SUMMARY – OVERALL Cellular cryo-tomography has emerged as a critical tool for the visualization and structural study of the molecular nanomachines at the heart of cellular function. Although the basic electron cryo-tomography technique has been used for several decades, the technology is being revolutionized by recent advances in sample preparation, electron cryo-microscopy hardware, improved capabilities for automatic data collection, direct electron detection imaging devices, and phase plate technologies. Combined, these advances led to the ability to generate extraordinarily large numbers of cellular cryo-tomograms of exquisite quality. In principle, such large data sets offer insights into cellular variation in disease states as well as better insights into basic cellular function, opening new possibilities for studying the underpinnings of health and disease at the finest possible level, potentially leading to completely new diagnostics for cancer and other cell-altering diseases. However, collection of cellular data is now at a far faster rate than can currently be analyzed with existing methods, producing a serious barrier to progress: to match the data production rates of a single laboratory, at least 50 experienced scientists would need to handle the data analysis. The primary goal of this Program Project is to establish quantitative and highly automated tools for the reconstruction and interpretation of highly complex cellular tomographic data. We have assembled a highly synergistic team of PIs with complimentary expertise in cutting-edge computational and experimental electron microscopy techniques to achieve this goal through collaborative efforts. Project 1 (Hanein & Penczek) focuses on development and implementation of tomogram quality assessment and validation techniques and on experimentally guided optimization of data collection strategies. Project 2 focuses on automatic tomographic reconstruction technology, extraction of various features from the tomograms, and the analysis of distribution patterns derived from the extracted features. Project 3 focuses on development of quantitative tools for tomogram annotation through deep learning and sub-tomogram alignment as well as interactive visualization tools. The set of highly automated tools developed in this Program Project will permit us to interpret 5–10x as much data as is possible using existing methods, greatly expanding the types of cellular variations we can effectively study.
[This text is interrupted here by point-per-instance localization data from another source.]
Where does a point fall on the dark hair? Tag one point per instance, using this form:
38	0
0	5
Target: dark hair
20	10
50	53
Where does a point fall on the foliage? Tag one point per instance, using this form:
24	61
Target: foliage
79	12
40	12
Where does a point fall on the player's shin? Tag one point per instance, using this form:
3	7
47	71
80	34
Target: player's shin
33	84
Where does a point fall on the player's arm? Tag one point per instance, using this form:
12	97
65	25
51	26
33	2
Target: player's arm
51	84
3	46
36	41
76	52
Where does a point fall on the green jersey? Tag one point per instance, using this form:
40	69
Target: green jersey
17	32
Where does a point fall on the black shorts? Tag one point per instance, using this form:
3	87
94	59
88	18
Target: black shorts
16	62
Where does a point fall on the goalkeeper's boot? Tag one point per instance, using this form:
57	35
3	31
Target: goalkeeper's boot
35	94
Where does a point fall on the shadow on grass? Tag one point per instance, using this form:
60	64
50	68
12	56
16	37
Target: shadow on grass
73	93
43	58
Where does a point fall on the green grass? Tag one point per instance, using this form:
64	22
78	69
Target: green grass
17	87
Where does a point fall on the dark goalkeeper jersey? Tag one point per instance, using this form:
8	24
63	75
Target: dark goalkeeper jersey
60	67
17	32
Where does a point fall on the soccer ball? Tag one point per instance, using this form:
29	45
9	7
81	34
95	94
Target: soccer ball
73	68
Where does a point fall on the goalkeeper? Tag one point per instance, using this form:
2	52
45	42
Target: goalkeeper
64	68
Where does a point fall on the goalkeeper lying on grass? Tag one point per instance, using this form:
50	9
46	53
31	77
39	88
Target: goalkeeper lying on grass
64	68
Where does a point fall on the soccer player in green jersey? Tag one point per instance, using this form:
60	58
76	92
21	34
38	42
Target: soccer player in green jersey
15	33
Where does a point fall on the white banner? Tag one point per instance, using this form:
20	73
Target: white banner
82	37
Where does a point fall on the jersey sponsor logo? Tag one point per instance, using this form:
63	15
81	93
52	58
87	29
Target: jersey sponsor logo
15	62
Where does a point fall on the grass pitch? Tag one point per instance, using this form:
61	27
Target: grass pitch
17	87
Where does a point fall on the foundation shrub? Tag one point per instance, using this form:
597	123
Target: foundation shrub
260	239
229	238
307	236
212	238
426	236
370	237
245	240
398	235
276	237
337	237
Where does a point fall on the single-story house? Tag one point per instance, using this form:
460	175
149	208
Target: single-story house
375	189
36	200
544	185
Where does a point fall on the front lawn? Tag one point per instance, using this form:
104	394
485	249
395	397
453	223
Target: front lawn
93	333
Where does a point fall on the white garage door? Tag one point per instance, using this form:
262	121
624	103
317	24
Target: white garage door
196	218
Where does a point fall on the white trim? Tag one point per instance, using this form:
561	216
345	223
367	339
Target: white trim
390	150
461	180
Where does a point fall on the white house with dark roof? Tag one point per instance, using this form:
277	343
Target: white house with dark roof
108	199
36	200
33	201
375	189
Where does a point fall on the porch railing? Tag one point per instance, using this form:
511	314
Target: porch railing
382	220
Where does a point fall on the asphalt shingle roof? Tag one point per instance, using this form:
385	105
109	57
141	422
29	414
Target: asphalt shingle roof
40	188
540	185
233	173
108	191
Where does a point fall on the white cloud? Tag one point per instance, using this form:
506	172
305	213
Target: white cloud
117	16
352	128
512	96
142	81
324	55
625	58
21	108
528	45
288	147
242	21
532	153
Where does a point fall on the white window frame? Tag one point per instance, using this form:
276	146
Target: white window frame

摘要-总体 细胞冷冻断层扫描已成为一种重要的工具，可视化和结构研究的， 分子纳米机器是细胞功能的核心虽然基本的电子冷冻断层扫描 技术已经使用了几十年，该技术正在革命性的最新进展， 样品制备，电子冷冻显微镜硬件，改进的自动数据收集能力， 直接电子检测成像装置和相位板技术。综合起来，这些进步导致了 能够生成大量高质量的细胞冷冻断层图像。在原则上， 这样的大数据集提供了对疾病状态中细胞变异的深入了解， 细胞功能，为研究健康和疾病的基础提供了新的可能性 可能的水平，可能导致癌症和其他细胞改变疾病的全新诊断。 然而，蜂窝数据的收集现在以比当前可以利用现有的无线通信系统分析的速率快得多的速率进行。 方法，产生了严重的进步障碍：为了匹配单个实验室的数据生产率， 至少需要50名有经验的科学家来处理数据分析。 该计划项目的主要目标是建立定量和高度自动化的工具， 高度复杂的细胞断层扫描数据的重建和解释。我们已经召集了一个 在尖端计算和实验电子领域拥有互补专业知识PI的协同团队 显微镜技术，以实现这一目标，通过合作努力。项目1（Hanein & Penczek）的重点是 X线断层成像质量评估和验证技术的开发和实施， 实验指导的数据收集策略优化。项目2侧重于自动断层扫描 重建技术，从断层图像中提取各种特征，并分析分布 从所提取的特征导出的图案。项目3侧重于开发定量工具， 通过深度学习和子断层图像对齐以及交互式可视化进行断层图像注释 工具.在这个程序项目中开发的一套高度自动化的工具将允许我们将5- 10倍解释为 使用现有的方法尽可能多的数据，大大扩展了我们可以使用的细胞变异类型。 有效学习。